Monday, January 9, 2023

Over six years later the horrible Washington Post admits Russian interference in 2016 election was a hoax

 "Now, The Washington Post is finally admitting it was all nonsense. Citing a new study, the Post reports that there was no appreciable impact made by Russian “trolls” operating on Twitter during the 2016 election.

Russian influence operations on Twitter in the 2016 presidential election reached relatively few users, most of whom were highly partisan Republicans, and the Russian accounts had no measurable impact in changing minds or influencing voter behavior, according to a study out this morning.

The study, which the New York University Center for Social Media and Politics helmed, explores the limits of what Russian disinformation and misinformation was able to achieve on one major social media platform in the 2016 elections.

“My personal sense coming out of this is that this got way overhyped,” Josh Tucker, one of the report’s authors who is also the co-director of the New York University center, told me about the meaningfulness of the Russian tweets.

“Now we’re looking back at data and we can see how concentrated this was in one small portion of the population, and how the fact that people who were being exposed to these were really, really likely to vote for Trump,” Tucker said. “And then we have this data to show we can’t find any relationship between being exposed to these tweets and people’s change in attitudes.”

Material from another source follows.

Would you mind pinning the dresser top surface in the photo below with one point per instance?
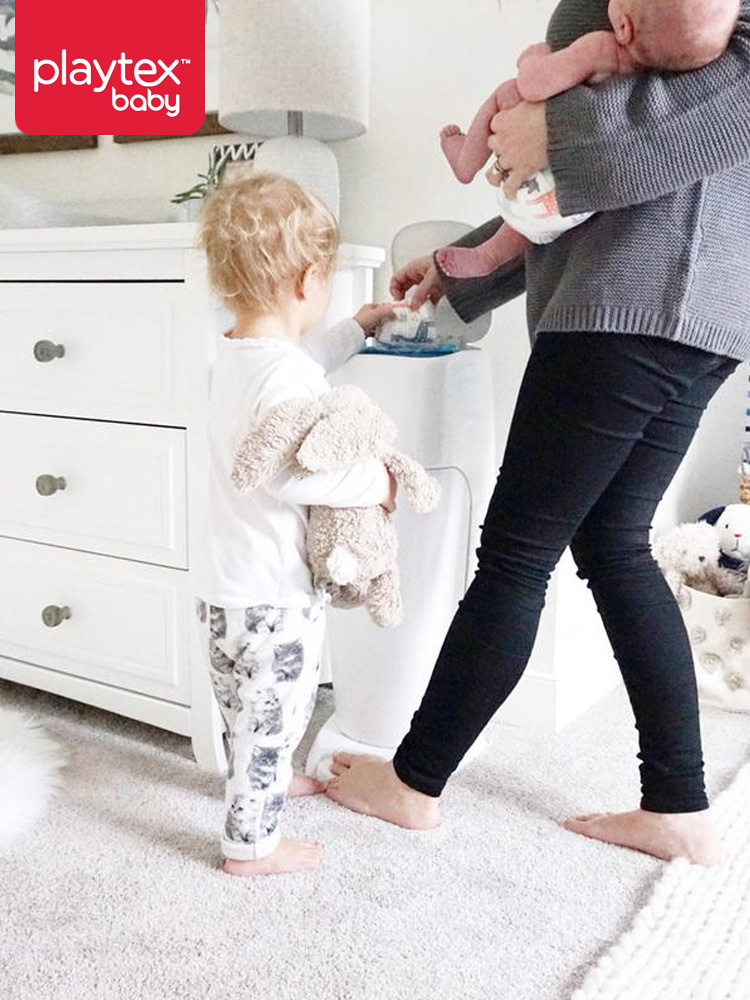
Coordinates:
(150, 236)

This was common sense at the time, but apparently, our betters in the national press possess none of that. People tend to follow and interact with like-minded people on social media platforms. The exception is in dealing with large accounts with a public profile. So a person on Twitter almost certainly won’t follow or give the time of day to a random, low-follower troll account (i.e. one run by Russia), but they will follow Joe Biden, not to accept influence from him, but to counter his opinions."